# Half Life 2 Orange Box Installing Problems



## jaboyle0 (Oct 19, 2007)

Just went out and bought half life 2 . slipped it in my pc which previously did have half life 2 on it with steam and counter strike source. Anyway i have uninstalled them as i knew this was comeing out and since then more games have come out so more room is needed. I put the disk in my computer and it says " another version of this product is already installed, installation cannot continue until it has been removed (then it says remove them by going to add remove programs)" anyway i went there to double check and It is not there. I purchased half life legally and have a legal account? whats the problem!! i really want to play this game !!!!! Please help me and thanks for reading:upset:


----------



## pharoah (Aug 28, 2006)

did you delete the files when you uninstalled?also if they are showing installed when inserting the disc,but not showing installed in add/remove.you may need to run regedit to delete all registry entries for it.


----------



## KIDhl2 (Mar 9, 2007)

Try in the steam games tab,right click on the game,and delete local content.Then try reinstall.


----------



## jaboyle0 (Oct 19, 2007)

thanks alot for your replys . I had to intall the original half life copy and i cliked instal. then it only gave me the option of fully uninstall steam. But now i have a bigger problem, I need to use my standard vga adapter to update my software or sumit like that. i will post another thread. thanks agen


----------



## jaboyle0 (Oct 19, 2007)

*It syas i need 2 be using my ' standard vga adapter '*

I recently posted the below and got some great responses which i am very happy with thanks , But i dont think i made it clear

" before i start any of the games included in the halflife 2 orange box from steam it tells me " update your driver software as it could cause problems ". my dirver is the ' radeon series 9600 ' . It gave me a link in which i found my driver and downloaded the software. It then told me it could not continue as I do not have '.net framework 2.0 ' and so i set of on the web and downloaded this. Then it told me to carry on the process i must be using a standard vga adapter ? this is where im stuck ? please help me anyone !! thanks for reading ! "

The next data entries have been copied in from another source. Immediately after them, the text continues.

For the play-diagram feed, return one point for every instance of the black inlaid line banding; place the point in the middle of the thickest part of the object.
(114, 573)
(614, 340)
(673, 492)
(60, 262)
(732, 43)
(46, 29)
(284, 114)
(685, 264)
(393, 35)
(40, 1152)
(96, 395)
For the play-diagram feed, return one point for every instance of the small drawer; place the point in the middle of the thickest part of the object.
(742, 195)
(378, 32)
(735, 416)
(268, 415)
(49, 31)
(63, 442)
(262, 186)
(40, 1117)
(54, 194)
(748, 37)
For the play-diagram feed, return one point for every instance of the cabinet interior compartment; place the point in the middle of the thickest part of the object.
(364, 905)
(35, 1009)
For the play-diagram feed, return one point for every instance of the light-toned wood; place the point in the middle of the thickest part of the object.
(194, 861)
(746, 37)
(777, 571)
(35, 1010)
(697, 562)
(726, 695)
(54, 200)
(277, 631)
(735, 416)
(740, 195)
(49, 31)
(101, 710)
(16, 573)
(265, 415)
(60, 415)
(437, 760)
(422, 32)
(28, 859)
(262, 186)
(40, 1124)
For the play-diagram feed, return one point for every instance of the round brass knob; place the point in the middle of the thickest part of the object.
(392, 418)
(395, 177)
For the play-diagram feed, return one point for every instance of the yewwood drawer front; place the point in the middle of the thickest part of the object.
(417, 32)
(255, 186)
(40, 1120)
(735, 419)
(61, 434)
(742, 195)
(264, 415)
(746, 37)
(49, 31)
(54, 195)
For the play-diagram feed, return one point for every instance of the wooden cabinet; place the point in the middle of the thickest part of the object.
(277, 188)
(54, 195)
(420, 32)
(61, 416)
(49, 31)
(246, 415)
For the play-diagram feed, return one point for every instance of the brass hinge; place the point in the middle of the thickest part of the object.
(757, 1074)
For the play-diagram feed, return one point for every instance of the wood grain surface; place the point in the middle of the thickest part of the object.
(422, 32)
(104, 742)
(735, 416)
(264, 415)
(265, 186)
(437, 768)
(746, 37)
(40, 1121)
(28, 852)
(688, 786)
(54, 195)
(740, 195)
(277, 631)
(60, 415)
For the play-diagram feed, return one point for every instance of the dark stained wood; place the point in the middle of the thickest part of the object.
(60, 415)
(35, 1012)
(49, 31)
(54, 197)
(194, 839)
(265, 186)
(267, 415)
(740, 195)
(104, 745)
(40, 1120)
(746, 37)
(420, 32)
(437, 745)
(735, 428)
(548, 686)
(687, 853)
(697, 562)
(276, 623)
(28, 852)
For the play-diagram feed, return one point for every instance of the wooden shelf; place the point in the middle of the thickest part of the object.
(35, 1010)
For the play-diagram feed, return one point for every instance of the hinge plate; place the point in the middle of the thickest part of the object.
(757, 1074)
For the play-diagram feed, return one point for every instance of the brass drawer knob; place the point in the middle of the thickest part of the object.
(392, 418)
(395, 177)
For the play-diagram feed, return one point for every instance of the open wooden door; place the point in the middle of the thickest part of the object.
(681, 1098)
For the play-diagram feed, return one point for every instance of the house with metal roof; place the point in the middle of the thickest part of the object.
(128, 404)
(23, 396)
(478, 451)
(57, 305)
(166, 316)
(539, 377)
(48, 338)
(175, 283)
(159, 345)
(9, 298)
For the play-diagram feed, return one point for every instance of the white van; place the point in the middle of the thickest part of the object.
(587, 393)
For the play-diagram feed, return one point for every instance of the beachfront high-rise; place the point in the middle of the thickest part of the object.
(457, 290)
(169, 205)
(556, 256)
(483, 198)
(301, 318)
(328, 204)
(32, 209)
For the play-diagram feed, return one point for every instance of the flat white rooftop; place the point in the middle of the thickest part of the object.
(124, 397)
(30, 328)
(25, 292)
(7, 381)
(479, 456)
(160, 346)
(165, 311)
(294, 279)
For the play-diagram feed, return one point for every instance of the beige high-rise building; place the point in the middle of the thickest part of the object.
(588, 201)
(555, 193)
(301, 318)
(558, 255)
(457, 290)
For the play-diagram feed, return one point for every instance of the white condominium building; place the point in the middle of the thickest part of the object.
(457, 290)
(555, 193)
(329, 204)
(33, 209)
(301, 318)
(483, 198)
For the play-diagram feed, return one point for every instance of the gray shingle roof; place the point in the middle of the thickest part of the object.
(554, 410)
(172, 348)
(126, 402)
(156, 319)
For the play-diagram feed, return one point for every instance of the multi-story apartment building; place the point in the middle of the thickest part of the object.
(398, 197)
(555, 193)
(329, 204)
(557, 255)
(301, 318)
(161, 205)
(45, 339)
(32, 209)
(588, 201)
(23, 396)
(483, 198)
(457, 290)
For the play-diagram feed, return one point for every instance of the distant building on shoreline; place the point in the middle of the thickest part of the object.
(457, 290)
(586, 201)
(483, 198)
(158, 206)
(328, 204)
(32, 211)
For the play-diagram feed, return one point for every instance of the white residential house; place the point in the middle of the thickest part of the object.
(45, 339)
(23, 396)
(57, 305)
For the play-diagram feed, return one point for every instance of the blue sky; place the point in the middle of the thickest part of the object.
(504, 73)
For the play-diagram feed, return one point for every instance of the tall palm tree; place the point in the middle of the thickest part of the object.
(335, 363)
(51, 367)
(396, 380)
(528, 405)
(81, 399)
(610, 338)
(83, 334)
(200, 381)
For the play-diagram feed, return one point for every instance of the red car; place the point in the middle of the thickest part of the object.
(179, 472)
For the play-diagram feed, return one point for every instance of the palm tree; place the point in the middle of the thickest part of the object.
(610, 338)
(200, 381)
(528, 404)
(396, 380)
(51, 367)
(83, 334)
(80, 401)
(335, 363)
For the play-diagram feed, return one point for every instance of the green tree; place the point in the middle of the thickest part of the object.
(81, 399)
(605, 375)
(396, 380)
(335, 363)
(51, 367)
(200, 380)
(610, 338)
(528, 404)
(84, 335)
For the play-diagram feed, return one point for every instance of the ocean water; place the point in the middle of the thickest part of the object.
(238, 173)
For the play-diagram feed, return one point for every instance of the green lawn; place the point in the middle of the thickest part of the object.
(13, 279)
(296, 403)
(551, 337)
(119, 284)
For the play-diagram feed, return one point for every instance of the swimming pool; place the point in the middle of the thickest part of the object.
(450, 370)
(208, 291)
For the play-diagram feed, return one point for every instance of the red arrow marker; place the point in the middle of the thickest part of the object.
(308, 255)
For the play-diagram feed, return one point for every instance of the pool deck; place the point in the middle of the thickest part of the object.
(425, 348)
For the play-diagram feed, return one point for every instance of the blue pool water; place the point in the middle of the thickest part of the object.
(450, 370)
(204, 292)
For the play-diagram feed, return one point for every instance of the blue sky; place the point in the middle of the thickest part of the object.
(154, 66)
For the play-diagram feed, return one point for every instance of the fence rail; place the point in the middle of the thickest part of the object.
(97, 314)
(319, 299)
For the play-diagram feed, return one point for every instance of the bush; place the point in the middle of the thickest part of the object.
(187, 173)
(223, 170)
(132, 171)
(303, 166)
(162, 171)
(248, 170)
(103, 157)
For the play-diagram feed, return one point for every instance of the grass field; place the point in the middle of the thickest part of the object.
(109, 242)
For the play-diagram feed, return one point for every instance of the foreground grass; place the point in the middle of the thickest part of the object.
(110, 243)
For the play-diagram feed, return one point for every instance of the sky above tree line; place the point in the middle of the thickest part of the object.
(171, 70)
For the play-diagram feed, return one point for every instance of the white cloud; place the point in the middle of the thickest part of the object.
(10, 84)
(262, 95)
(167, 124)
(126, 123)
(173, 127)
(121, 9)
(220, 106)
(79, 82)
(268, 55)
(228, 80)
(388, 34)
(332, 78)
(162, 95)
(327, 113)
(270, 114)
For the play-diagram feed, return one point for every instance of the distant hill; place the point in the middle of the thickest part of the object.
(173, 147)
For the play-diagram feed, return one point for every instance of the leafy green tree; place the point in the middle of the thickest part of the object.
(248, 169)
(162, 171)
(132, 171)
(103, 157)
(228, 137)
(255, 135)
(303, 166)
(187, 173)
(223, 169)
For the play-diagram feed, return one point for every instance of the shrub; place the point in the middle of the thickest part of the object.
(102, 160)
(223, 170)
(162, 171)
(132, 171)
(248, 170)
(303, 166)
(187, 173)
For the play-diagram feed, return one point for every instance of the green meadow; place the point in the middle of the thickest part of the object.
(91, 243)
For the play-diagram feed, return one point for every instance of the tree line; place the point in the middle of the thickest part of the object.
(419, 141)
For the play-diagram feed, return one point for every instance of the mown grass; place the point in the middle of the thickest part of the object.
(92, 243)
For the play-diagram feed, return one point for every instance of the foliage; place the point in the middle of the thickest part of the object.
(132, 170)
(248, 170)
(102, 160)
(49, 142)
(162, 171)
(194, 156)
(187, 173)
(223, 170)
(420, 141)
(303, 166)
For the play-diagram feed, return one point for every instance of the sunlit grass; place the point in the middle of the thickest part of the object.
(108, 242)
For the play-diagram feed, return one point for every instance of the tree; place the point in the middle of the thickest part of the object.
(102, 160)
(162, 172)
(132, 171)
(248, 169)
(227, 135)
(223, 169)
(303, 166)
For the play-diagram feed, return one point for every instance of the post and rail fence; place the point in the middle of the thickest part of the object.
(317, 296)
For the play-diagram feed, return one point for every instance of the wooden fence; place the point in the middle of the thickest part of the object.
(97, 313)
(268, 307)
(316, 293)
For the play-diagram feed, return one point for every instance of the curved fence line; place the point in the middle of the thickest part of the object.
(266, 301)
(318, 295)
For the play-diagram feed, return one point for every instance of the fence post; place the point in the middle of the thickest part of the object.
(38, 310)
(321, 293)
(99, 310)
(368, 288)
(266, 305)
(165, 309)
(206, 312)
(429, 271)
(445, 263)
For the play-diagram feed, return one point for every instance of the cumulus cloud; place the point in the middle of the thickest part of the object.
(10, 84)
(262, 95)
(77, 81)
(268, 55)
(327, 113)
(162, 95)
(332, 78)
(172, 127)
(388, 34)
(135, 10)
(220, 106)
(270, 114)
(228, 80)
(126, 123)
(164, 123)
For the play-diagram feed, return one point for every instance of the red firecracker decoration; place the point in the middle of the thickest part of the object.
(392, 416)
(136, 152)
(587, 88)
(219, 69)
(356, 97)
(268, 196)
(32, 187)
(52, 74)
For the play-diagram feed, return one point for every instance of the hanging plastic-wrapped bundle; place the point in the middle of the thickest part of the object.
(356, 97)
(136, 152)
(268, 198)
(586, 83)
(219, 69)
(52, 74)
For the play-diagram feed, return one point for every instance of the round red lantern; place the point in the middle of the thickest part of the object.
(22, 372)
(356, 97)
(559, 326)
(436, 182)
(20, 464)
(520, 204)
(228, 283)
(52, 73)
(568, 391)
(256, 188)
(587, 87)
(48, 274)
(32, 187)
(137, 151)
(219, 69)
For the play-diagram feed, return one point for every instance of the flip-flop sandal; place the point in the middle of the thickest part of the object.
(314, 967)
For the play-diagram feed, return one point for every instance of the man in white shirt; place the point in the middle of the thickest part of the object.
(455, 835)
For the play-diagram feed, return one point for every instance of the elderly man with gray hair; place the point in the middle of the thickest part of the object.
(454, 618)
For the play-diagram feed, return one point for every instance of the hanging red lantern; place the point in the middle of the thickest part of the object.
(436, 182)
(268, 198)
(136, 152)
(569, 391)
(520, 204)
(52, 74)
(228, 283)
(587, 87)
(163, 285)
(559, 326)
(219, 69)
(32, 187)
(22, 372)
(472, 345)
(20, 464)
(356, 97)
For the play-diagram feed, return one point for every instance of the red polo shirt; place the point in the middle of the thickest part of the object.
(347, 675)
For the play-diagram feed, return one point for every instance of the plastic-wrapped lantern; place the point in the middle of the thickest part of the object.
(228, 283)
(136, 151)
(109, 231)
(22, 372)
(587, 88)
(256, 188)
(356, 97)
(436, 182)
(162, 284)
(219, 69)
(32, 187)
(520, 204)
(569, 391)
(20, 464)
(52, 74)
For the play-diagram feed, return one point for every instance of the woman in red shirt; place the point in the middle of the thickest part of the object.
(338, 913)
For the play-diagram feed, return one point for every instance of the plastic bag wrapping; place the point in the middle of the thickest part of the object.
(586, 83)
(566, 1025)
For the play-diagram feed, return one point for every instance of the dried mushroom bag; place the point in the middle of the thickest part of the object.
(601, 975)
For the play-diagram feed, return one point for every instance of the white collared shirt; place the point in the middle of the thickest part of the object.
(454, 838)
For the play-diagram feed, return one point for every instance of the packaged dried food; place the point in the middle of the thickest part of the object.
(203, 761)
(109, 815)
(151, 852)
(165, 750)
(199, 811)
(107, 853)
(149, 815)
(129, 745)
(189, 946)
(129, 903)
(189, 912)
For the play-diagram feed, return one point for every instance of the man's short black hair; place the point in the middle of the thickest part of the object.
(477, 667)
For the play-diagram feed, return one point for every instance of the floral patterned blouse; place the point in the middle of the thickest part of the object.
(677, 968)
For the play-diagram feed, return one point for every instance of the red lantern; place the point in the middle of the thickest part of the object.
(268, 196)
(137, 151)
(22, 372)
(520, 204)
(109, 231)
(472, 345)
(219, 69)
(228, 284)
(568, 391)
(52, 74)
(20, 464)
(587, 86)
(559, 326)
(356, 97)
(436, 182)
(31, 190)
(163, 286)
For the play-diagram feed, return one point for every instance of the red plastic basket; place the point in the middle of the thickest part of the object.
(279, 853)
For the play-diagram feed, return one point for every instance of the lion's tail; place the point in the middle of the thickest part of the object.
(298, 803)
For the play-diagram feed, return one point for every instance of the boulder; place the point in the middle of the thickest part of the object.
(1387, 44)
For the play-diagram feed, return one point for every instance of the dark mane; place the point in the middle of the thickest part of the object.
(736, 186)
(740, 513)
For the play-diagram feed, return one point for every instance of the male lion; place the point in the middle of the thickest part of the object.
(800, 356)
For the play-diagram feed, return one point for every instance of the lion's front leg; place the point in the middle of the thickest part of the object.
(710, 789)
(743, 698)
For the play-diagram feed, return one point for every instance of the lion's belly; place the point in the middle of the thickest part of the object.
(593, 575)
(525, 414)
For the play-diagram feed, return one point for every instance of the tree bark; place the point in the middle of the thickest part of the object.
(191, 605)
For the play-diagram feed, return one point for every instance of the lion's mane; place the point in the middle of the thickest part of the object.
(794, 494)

After i downloaded the dotnet framework 2.0 then whilst installing it and error message saying "inf error" soon followed by another error saying " to carry on the installation with this software please use your standard vga adapter and try again " ???? this is where im stuck . please help me . Im not amazing on comuters so if u post which will be greatly appreciated, please tell me how to get to where i need 2 get 2 if u no wot i meen ? thnaks for reading ! have a great day ray:ray:ray:ray:ray:ray:ray:ray::wave::wave::wave::wave::wave::wave:




Hi iv just got half life 2 orange box and recently i needed to update my


----------



## jaboyle0 (Oct 19, 2007)

*inernal error whilst playing half life 2 orange box*

i get this message everytime i start to play half life ? 

:sigh: "Internal Driver Error in IDirect3dDevice9 :resent()" :sigh:

what does this mean and how can i fix it ? please can someone help ? thanks for reading


----------



## Aus_Karlos (Mar 10, 2007)

*Re: inernal error whilst playing half life 2 orange box*

You have out-of-date/ corrupt Directx 9.0 drivers. Use my sig link and dowload the latest


----------